In practice, by employing DFS (Depth First Search) to the agenda, we can retrieve a learning trajectory planned by the teacher. To cut it short,

\[ \text{An Agenda is a teaching plan organized as a tree.} \]

Where,

  1. \(\text{The nodes in the DFS order is the learning trajectory;}\)

  2. \(\text{The parent node concludes the knowledge of its childrens as an abstract.}\)

Function and Action

The design of agenda captures the teaching plan from a learning trajectory level, but different students may react to the same trajectory nodes differently. To provide an interemediate controlling unit between the hyper-leveled concepts in the learning trajectory and detailed interactions, we introduce the concept of Function and Action.

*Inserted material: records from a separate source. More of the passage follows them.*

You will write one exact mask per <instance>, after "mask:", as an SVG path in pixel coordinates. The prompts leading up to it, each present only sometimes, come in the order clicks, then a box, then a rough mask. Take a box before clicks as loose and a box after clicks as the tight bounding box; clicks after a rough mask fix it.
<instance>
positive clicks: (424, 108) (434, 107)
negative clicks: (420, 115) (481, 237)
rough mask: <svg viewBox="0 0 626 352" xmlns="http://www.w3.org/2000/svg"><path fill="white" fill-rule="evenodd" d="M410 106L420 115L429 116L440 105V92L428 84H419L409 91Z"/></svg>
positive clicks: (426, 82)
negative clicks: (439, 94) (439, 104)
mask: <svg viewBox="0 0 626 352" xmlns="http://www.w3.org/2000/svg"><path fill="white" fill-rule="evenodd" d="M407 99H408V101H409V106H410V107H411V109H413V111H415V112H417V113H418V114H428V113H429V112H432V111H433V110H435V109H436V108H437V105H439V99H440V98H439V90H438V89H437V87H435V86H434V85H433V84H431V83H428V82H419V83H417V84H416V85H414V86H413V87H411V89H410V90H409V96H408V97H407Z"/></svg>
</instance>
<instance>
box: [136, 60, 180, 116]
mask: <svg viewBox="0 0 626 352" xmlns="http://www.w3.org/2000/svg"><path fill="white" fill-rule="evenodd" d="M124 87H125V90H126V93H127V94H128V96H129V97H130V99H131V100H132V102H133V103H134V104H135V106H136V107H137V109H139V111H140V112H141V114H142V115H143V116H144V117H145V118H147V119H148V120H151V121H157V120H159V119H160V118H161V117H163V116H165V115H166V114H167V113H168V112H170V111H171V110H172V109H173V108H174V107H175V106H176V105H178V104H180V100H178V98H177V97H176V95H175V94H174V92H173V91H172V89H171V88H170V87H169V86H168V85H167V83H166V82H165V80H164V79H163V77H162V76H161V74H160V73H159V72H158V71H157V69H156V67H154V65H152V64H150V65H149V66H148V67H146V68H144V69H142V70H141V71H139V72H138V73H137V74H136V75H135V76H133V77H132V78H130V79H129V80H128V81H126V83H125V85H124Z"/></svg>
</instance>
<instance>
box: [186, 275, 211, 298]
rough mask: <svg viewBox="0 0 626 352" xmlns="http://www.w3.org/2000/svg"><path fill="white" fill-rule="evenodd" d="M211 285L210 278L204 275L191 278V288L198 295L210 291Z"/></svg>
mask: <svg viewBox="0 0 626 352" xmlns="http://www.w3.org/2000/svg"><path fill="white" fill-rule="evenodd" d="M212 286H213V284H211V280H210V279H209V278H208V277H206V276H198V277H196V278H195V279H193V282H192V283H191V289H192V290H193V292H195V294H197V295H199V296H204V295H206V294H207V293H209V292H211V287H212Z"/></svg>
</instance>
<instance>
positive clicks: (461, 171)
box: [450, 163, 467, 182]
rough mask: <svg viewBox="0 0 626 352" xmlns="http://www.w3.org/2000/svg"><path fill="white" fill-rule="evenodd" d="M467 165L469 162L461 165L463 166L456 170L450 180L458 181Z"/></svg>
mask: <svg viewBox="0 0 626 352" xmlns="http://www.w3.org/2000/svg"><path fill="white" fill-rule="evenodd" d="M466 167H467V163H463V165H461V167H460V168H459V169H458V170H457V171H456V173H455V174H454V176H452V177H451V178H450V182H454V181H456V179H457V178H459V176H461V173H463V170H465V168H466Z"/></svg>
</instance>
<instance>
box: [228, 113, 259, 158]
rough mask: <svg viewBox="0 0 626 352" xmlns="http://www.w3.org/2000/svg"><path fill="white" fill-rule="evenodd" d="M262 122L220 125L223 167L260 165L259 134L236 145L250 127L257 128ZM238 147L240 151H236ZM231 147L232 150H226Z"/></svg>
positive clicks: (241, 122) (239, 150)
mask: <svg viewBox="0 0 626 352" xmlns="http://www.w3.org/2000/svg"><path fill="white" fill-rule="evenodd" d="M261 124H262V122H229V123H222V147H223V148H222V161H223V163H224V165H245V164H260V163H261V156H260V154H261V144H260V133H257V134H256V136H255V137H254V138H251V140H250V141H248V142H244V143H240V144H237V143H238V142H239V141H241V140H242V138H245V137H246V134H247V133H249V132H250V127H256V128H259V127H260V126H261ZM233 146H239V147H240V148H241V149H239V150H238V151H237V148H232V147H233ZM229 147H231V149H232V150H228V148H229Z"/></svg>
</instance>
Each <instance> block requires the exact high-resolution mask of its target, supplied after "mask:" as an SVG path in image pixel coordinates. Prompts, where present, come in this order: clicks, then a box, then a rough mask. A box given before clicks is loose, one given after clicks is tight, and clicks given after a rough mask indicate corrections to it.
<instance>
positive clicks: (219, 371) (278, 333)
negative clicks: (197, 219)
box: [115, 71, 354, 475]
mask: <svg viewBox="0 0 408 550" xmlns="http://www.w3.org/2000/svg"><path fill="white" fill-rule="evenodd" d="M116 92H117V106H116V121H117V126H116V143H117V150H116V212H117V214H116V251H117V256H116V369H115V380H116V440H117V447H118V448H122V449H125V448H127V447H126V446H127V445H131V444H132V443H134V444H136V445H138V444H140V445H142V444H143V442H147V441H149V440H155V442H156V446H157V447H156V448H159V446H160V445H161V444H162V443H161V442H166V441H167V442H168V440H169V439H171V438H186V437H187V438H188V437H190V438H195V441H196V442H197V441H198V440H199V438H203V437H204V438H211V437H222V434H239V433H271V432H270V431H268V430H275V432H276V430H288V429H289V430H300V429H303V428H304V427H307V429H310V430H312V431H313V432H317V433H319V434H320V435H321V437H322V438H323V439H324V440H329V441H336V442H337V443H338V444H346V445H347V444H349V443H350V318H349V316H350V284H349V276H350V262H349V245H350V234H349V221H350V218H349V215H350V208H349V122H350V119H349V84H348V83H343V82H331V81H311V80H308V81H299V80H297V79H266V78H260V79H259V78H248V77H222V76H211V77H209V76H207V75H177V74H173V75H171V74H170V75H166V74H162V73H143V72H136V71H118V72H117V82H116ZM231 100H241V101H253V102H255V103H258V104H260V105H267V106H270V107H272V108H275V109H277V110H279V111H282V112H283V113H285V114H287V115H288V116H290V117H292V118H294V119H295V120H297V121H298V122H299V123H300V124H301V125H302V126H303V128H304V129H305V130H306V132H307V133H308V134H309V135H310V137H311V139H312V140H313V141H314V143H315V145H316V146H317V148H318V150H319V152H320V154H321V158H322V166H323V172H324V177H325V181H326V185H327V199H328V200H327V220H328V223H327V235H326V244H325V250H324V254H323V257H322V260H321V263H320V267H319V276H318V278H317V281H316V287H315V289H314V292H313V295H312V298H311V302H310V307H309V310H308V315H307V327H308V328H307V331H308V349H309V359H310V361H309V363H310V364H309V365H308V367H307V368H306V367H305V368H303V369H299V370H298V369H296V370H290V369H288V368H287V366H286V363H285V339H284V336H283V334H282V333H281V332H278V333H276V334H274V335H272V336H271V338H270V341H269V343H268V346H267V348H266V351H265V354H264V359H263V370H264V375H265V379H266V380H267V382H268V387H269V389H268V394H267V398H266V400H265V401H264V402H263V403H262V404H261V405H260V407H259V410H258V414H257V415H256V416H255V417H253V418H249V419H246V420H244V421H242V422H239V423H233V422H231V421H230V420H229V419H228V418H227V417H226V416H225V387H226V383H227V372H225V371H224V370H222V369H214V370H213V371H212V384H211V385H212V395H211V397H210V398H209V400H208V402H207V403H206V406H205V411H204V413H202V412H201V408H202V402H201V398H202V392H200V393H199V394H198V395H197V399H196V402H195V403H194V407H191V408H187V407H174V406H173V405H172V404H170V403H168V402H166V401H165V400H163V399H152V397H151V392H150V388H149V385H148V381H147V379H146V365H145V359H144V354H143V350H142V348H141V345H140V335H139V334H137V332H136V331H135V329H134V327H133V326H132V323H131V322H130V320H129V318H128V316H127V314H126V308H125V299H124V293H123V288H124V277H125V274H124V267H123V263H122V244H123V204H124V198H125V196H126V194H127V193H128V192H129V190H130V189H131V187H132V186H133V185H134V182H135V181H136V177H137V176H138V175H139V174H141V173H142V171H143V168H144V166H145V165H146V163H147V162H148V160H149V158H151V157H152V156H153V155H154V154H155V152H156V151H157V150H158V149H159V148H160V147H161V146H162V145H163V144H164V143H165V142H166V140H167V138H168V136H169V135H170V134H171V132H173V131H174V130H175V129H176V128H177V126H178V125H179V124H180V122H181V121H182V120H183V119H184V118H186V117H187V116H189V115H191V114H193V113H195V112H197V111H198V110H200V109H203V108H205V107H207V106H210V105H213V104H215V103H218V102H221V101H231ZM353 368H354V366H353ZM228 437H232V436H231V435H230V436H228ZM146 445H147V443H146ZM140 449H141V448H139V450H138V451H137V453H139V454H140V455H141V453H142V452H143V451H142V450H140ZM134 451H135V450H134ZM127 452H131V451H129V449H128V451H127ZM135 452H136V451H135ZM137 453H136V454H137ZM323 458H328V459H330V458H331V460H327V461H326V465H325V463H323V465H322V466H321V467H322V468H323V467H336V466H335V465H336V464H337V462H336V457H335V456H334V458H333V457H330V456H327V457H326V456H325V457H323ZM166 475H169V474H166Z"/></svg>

\[ \text{A Function is a small set of actions in class that contributes to a teaching activity} \]
\[ \text{An Action is an atomic interaction occured in the lecture process} \]

For example, a classic function in MAIC is the \(ReadScript\) function. Image where the teachers makes a statement/introduction by reading a pre-written script, where the student may chose to do nothing or make responses by saying something, and other agents may then intereact with the students. In such process, each time a character (including the student user) said something (including the time which the teacher read the script) is formalized as a speak action. These interactions, conducted by the characters and centered around the script, togetherly contributes as a single \(ReadScript\) instance organized as \(ReadScript(script)\).